Though Hogan would not make any predictions about whether other supermarkets and chain stores would seek to sell beer, she said: "I don't see what would stop them."

She may be right.

The Wegmans case was closely monitored by other chain food stores in Pennsylvania. Chris Brand, a spokesman for Giant Food Stores of Carlisle, Pa., said Friday that Giant recently received a liquor license from the PLCB to open a restaurant in its Bartonsville store in the Poconos.

Brand said Giant was pleased with the decision and was exploring the possibility of putting restaurants in other stores in its chain. The company operates 137 stores in Pennsylvania, 42 of them in the southeast.

As for Wegmans, beer is now sold at all 14 of its Pennsylvania locations. Its stores in Collegeville and Malvern have full bars.

"We are delighted that in a unanimous decision the Pennsylvania Supreme Court upheld the [LCB's] decision to grant us licenses for our Market Cafe restaurants," said Jo Natale, spokesperson for Wegmans, based in Rochester, N.Y. "It means we can continue to do what our customers have wanted us to do all along."

The economic stakes are high when it comes to beer sales.

According to another trade group, the Pennsylvania Beer Wholesalers Association, the impact of beer-related businesses on the state's economy is nearly $7 billion annually. The group says the beer industry employs 80,873 workers.

Even as they fret over the impact of Friday's decision, beer distributors may find a friend in State Rep. Paul Clymer (R., Bucks).

Clymer, long a foe of expanded sales of alcoholic drinks, seemed to take a cue from Justice Baer's mention of the legislature's role.

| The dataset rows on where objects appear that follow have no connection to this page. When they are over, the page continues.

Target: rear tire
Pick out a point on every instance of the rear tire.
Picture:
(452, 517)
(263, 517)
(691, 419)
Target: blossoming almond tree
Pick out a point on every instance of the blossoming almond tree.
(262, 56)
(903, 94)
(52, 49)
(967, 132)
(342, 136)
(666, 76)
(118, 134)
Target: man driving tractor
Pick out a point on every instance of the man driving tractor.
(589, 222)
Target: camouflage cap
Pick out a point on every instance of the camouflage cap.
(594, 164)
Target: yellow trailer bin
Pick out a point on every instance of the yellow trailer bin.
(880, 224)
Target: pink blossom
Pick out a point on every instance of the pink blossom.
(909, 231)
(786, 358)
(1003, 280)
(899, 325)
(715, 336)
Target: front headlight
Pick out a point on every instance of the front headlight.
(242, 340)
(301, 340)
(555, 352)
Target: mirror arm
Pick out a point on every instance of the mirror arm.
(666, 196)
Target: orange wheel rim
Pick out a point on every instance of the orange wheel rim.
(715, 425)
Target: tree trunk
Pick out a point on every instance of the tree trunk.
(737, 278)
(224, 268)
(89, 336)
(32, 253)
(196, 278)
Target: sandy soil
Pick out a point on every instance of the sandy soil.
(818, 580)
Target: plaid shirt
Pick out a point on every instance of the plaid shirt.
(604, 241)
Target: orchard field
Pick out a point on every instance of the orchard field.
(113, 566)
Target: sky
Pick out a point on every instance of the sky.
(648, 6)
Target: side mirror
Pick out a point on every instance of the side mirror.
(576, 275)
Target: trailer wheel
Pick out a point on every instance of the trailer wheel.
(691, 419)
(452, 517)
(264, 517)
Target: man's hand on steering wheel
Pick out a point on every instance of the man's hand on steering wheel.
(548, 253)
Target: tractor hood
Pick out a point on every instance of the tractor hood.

In an interview Friday, Clymer said he would look closely at the state liquor code to determine whether the court's action could be reversed through legislation.

He said he saw the court's decision as chipping away at the state's control over alcohol sales - a system that allows purchases of wine and hard liquor only at stores run by the state.

"The General Assembly should have oversight about where a product is sold or not sold," Clymer said. "That's why we have State Stores."